Torrington Thunder has bright future – despite all the rainouts!
Youthful Torrington Thunder squad making noise in sophomore season in Tri-State league
By Peter Wallace, Correspondent July 10, 2025 Hearst Media/Register Citizen
TORRINGTON — The Torrington Thunder baseball team is one of the new kids on the Tri-State Baseball League’s 13-team block.
With most of the Thunder’s team members 23 years old or under, it’s the latest examples of what to do next if other age-restricted options like American Legion Baseball (19 and under) have played out, but a love for summer baseball still needs a feed.

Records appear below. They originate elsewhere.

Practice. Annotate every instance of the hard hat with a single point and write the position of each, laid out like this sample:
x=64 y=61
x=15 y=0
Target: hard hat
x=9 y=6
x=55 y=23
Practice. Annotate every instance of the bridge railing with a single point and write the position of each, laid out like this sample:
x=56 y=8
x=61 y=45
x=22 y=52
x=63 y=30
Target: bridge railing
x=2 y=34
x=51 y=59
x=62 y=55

“We just wanted to keep playing baseball and keep it fun,” said 20-year-old catcher and team leader Kyle Green, one of the catalysts for the team’s founding last year, along with his dad, head coach Kevin Green, and general manager Misti Doherty. “Torrington has always had a Tri-State team and we said, ‘Why not?’,” said Doherty in a brief meeting at Fuessenich Park last week following a rainout.

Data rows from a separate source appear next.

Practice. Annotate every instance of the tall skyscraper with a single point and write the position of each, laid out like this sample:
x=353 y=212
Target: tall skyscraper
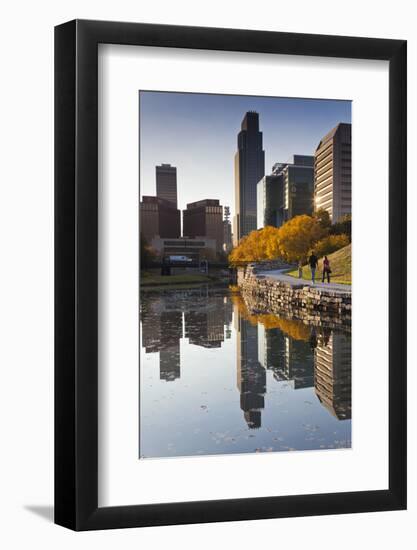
x=166 y=183
x=332 y=172
x=204 y=219
x=287 y=192
x=159 y=217
x=298 y=186
x=227 y=230
x=270 y=198
x=249 y=169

Like so many others, Green caught the baseball fever along with a cluster of Torrington friends beginning with T-Ball at age 5. Green went on to captain Wolcott Tech’s baseball team and earn all-conference honors in his last two high school years, then spent a year playing at Western Connecticut State University.

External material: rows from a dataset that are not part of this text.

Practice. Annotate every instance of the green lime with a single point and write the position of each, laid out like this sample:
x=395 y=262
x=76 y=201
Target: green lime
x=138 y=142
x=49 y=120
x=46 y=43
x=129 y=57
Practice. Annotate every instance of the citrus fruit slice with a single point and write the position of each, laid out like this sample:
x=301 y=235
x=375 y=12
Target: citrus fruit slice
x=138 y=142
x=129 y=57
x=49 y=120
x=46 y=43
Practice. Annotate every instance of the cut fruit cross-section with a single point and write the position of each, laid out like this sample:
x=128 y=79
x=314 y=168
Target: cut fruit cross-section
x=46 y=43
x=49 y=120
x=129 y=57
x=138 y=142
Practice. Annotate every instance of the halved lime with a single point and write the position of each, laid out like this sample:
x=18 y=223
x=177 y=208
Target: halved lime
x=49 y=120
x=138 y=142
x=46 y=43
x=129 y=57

Summer baseball came with the Torrington P38s U17 American Legion team and the Smack Factory travel team based in Oxford. School and baseball paths show a man who knows what he wants to do and pursues it. “I went to Wolcott Tech because I wanted a trade to fall back on,” says Green, who chose the manufacturing specialty at Tech. After a year at WestConn without much playing time on the Wolves’ freshman team, Green took a job as head of manufacturing for a small Cheshire company named Tater Baseball. The company makes baseball bats and apparel. It’s exactly what he wanted to do.
No wonder he and a cadre of guys he grew up with found a way to keep playing baseball. The first year was a huge test in a league that’s full of current and past college players with the same ambition — whether it’s improving their skills for a chance to go further or just staying in the game. There’s no better benchmark for a new team than the four-time reigning champion Tri-Town Trojans. Last year, the Trojans beat the Thunder, 20-0. “It’s a steep learning curve,” says Green. This year, the score was 3-0 against Tri-Town.
Ryan Green (no relation), a rising senior at Albertus Magnus College, matched Miles Scribner, last year’s league Cy Young Award winner, with 11 strikeouts apiece. “They scored three runs in the first inning and that was it,” said Green. “We took it as just another game.”
As of last week, the Thunder’s record was 4-7, already a distinct improvement over last year. “You get lots of experience in this league,” Green said, but it also takes money. General Manager Doherty figures that the annual team cost is $8,000 and they’ve organized a raffle to help meet the expenses of umpires, equipment and field rental. “Hopefully, we’ll get more people to come out for the team and in the stands,” says. Green. The team schedule and more information about the league is on the Tri-State website,
As for the Thunder, a budding writer on the team coined the phrase “every thunderstorm needs a little lightning.” So far, the love of summer baseball is all it’s taken to make some noise.